A new study by the FBI has just been released reports Vox:
In 2016, the number of reported hate crimes increased by nearly 5% to more than 6,100 in total. Hate crimes based on race were the biggest category, with more than half incidents motivated by race, ethnicity, or ancestry. Hate crimes motivated by religion were the next biggest category, making up more than 20% of reported incidents.

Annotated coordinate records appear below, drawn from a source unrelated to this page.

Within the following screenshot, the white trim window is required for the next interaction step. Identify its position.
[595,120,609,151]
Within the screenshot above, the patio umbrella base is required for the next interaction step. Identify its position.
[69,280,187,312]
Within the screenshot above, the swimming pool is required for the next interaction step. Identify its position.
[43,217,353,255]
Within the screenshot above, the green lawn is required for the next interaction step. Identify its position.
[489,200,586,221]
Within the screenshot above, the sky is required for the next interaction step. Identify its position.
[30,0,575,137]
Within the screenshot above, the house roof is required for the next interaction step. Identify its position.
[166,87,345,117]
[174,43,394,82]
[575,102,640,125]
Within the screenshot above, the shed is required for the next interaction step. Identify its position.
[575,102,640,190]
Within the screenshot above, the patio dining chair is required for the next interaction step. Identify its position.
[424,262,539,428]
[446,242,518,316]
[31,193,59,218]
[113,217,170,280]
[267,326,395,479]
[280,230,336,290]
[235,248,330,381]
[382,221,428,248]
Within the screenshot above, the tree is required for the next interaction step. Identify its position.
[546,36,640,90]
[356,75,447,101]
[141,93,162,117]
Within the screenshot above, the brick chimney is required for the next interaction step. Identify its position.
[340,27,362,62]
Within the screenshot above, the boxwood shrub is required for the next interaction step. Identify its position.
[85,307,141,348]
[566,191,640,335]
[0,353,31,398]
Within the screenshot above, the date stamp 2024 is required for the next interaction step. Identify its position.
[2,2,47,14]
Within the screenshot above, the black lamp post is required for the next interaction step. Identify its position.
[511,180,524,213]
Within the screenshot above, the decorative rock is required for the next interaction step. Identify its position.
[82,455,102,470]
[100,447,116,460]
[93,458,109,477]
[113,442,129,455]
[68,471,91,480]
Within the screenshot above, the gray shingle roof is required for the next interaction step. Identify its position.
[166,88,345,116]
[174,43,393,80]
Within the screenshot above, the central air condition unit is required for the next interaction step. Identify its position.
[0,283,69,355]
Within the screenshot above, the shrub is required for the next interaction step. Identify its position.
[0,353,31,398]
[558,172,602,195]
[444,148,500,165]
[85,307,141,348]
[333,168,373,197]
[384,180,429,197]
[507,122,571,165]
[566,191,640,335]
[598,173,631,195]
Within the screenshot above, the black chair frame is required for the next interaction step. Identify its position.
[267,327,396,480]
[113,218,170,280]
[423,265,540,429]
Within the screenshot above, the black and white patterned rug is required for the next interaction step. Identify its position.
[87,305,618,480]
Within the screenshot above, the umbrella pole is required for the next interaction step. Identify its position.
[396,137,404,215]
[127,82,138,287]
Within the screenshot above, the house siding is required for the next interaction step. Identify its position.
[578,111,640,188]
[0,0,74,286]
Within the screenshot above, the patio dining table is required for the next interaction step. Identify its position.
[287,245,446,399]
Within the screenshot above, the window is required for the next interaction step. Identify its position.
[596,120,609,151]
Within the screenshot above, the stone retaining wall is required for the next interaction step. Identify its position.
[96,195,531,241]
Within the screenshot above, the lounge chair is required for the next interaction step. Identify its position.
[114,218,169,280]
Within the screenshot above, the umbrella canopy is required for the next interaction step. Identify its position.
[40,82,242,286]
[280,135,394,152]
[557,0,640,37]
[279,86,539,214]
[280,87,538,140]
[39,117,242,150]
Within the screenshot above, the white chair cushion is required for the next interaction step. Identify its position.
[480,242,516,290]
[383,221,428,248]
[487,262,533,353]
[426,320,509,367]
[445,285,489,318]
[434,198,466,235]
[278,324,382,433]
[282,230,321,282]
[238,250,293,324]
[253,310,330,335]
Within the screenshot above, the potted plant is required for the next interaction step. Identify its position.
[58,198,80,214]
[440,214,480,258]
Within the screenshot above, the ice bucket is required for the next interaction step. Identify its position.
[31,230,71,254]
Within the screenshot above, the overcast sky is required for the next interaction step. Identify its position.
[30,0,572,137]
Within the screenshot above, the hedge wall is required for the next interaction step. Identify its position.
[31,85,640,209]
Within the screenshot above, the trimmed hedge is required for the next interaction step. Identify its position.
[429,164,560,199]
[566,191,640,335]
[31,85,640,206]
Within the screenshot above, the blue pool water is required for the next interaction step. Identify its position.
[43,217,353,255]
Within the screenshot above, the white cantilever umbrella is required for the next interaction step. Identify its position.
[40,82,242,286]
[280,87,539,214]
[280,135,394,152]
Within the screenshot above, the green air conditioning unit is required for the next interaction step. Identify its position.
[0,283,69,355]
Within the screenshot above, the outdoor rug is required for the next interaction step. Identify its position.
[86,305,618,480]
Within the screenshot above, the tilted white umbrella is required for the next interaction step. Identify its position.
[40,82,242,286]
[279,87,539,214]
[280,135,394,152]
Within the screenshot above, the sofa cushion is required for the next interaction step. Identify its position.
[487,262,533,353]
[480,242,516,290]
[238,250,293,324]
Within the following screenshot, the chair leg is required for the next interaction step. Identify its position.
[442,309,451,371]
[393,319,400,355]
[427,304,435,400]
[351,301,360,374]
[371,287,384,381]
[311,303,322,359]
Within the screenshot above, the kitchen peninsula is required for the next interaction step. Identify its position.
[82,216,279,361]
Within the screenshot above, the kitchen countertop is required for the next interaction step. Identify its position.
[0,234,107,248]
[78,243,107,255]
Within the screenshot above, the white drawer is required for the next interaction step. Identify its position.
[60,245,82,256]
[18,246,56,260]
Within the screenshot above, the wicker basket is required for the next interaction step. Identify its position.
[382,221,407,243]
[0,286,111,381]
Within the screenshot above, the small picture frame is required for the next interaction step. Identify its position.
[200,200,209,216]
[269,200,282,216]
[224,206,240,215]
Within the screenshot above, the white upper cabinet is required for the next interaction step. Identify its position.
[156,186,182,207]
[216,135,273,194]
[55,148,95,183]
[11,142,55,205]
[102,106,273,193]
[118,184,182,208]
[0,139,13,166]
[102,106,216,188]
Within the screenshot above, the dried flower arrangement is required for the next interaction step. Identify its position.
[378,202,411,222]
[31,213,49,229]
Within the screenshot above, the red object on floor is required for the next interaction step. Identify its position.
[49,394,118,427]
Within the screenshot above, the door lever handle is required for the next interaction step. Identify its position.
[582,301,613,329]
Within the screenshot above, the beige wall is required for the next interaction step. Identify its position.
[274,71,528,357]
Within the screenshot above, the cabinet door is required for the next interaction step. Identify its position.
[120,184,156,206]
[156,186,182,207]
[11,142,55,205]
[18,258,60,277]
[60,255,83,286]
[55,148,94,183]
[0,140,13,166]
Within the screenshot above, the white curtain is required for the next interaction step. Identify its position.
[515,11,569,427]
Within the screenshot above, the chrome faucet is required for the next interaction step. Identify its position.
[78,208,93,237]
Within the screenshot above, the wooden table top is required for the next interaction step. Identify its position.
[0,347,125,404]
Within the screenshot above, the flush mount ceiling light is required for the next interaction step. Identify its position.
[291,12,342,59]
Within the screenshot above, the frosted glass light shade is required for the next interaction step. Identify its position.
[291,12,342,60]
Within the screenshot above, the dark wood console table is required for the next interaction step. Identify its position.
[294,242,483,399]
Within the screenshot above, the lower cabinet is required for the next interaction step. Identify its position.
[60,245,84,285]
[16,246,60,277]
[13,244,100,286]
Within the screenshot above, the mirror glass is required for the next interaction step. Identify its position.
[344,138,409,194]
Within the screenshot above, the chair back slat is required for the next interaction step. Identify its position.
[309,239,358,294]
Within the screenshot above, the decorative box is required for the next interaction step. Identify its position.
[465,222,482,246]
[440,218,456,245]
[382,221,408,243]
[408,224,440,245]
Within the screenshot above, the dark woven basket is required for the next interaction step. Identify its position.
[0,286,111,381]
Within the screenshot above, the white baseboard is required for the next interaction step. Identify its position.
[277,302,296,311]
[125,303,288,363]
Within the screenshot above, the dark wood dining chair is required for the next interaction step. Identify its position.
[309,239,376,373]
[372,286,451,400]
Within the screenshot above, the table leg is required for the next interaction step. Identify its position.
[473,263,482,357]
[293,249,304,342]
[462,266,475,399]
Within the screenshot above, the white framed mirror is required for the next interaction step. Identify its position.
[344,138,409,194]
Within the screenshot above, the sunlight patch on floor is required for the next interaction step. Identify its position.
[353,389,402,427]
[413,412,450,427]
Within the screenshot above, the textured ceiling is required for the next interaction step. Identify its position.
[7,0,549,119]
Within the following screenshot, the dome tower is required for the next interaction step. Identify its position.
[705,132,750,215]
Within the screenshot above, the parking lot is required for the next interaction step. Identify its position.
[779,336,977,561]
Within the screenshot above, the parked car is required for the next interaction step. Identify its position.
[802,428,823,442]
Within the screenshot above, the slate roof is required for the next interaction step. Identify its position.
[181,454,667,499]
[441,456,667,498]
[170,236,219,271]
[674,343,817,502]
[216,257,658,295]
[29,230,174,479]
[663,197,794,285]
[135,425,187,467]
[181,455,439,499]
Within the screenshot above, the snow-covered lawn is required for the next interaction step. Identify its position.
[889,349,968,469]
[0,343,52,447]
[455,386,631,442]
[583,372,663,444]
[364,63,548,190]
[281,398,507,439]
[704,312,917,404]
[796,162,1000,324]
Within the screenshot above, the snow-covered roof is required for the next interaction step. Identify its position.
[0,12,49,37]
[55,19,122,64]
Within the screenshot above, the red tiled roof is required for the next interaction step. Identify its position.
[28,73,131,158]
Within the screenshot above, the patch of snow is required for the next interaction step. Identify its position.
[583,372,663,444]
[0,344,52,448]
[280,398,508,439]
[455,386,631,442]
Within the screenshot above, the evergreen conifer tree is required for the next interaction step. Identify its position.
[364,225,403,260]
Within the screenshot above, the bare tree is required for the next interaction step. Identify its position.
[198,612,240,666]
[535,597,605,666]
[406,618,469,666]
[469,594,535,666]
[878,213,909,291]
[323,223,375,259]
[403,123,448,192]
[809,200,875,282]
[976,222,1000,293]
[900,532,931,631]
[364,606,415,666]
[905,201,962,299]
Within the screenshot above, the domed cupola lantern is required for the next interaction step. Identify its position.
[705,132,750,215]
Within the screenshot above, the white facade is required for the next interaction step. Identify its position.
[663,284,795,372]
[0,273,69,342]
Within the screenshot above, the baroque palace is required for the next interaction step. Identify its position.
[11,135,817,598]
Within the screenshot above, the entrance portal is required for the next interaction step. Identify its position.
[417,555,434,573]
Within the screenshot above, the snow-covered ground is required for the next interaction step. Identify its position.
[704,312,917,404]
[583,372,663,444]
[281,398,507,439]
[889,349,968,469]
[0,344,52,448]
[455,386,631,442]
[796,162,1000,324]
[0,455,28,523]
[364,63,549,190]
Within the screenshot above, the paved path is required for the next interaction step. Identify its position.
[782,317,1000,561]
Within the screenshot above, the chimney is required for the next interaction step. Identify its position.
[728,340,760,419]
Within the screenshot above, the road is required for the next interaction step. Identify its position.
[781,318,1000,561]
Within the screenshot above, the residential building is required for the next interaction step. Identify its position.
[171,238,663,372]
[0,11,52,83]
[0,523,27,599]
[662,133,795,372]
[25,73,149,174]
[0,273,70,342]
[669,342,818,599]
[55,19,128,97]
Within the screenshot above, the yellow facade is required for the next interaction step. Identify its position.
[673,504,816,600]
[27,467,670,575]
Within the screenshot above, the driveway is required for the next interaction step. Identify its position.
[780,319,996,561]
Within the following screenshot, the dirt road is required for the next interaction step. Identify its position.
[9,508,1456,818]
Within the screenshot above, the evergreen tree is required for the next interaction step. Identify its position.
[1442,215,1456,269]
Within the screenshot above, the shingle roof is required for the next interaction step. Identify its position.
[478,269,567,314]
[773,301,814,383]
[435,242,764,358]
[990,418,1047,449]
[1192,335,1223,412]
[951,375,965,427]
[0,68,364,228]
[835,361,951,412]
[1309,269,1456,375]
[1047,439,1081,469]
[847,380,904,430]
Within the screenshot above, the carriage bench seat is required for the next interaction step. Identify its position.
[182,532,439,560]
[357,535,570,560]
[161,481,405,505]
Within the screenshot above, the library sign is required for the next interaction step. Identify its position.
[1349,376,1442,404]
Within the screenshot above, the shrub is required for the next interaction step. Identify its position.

Jewish and Muslim people were the two most common targets in this category, with nearly 54% and more than 24%, respectively, of religiously motivated hate crimes committed against them.
Compared to 2015, reported anti-Muslim hate crimes rose by nearly 20%, anti-white by 17%, anti-Latino by 15% and anti-Jewish by 3%. The FBI reported a nearly 7% rise in hate crimes in 2015, driven in large part by a 67% increase in reported hate crimes against Muslims.
Hate crime law is in place on the federal government level which bans crimes based on race, color, religion, national origin, gender, sexual orientation, gender identity, or disability, but some places don’t have such laws at the state level. “Hate crime laws have important symbolic meaning,” says Jack Levin, an expert on hate crimes at Northeastern University. “Hate crimes are message crimes — that is, they send a message not only to the primary victim but to every member of this group. That’s the kind of message that has to be counteracted. And I think hate crime laws do that. They send a message to two groups: They send it to the perpetrator, informing him that our community will not tolerate his intolerance. And then at the same time, they send a message to potential victims that they are welcome in our community.”